Wilson would disagree:

If you think it, live it. If you don’t live it, you don’t really think it. You are not what you think (or what you think you think). You are not what you say you are. You are what you do. You are Adam, charged to name yourself. But you cannot do it with words made noise–only with words made flesh.

Ouch.

And when he says something like this:

When faced with unpleasantness (trouble) there are only two ultimate responses (with many variations). On the one hand, “The Lord gives, the Lord takes away, blessed be the name of the Lord.” On the other, “Curse God and die.” Variations on the latter can include whining, moping, self-pity, apathy, or rage. Variations of the former can include laughter, song, retellings, and an energetic attack of obstacles.

If God gives you (or makes you) a joke, what are you meant to do in response? (Receive it. Laugh.)

If God gives you an obstacle, what are you meant to do in response? (Receive it, Climb it. Then laugh.)

If God gives you more profound hardship, what are you meant to do in response? (Receive it. Climb it. Then Laugh. Exhibit A: His Son.)

then I know I need grace. Much of it.

(And don’t we all?)

Wilson doesn’t pretend that death by living isn’t hard. But he knows that it’s worth it.

Name that Friend

It was a spur-of-the-moment comment. The sort of thing that one says in a lighthearted conversation. But the sequels of delight that ensued were rather more of an excited reaction that I had anticipated.

My friend and I had been talking about my blog. I’d left a little comment just for her in a previous post. I hadn’t used her name, I explained as we talked, because I’m trying to avoid giving away too many personal details here, tiny though my corner of the internet is. It was then that I suggested giving her a pseudonym. She didn’t just squeal–she leaped around.

Well, after that, what could I do? A pseudonym she clearly must have. But what?

I could have re-christen her by simply picking a somewhat random first name. Anne. Rebekah. Phoebe. But that’s a bit strange. It needed to have some meaning behind it.

How about something literary? What Jane Austen character is she most like?

I thought about Jane. I think this particular friend is rather more outgoing that Jane (ok, she’s definitely more outgoing than Jane), but, like Jane, she has a tendency to think well of people. I tease her that she can never meet someone whom she doesn’t think is “lovely.” Furthermore, I could say to her, as Lizzy said to Jane, “Till I have your goodness, I can never have your happiness.” But still, I thought, Jane is a plain name. Safe, it’s true, but not very exciting.

Perhaps something a bit more fantastic? Lady So-and-So? The Duchess of Somewhere?

I wasn’t not convinced.

Maybe I could throw in some Latin, for a sophisticated feel? It seemed to work for my blog title. A brief foray on google translate, however, was not promising.

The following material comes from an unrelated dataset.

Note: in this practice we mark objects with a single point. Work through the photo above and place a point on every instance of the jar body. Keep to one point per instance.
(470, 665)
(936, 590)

Shall I tell you what I wanted to call her? Promise you won’t snigger? I admit it does sound like the sort of name a six-year-old would think of, but it stuck in my head.

Sparkle.

I know, I know.

But why?

Because she really does sparkle. She has a joyful heart, and it shows.

Because she adds a sparkle to my life. (Oh, so much.)

And so, I thought, it fitted her–it fitted her like my ring fits my finger.

But a little doubt remained. What if she didn’t think it was a good fit? Ought I to run the risk of announcing her new name to the world, only to find out that she didn’t actually like it? I wanted to surprise  her, but in the end I thought it was more important to make sure she was happy with her name.

We laughed as we talked about possibilities this evening. Names were suggested. Names were ruled out. She seemed ok with Jane, and she said she had warmed to Sparkle, but she didn’t seem to love either of them. We kept them in the list, however, throughout our deliberations, and in the end, those two names remained, along with one more: Samantha. She’d suggested Sam, Frodo’s loyal sidekick, and I’d decided it needed to be more distinctively feminine.

And so this is what we came up with: SJ. The S can stand for both Samantha and Sparkle, and the J for Jane.

She liked it. I liked it.

And so, I’d like to introduce you to SJ. She’s already popped up briefly on my blog here and here, and now here she is again–a post of her own, a name of her own. A friend I’m so thankful to have.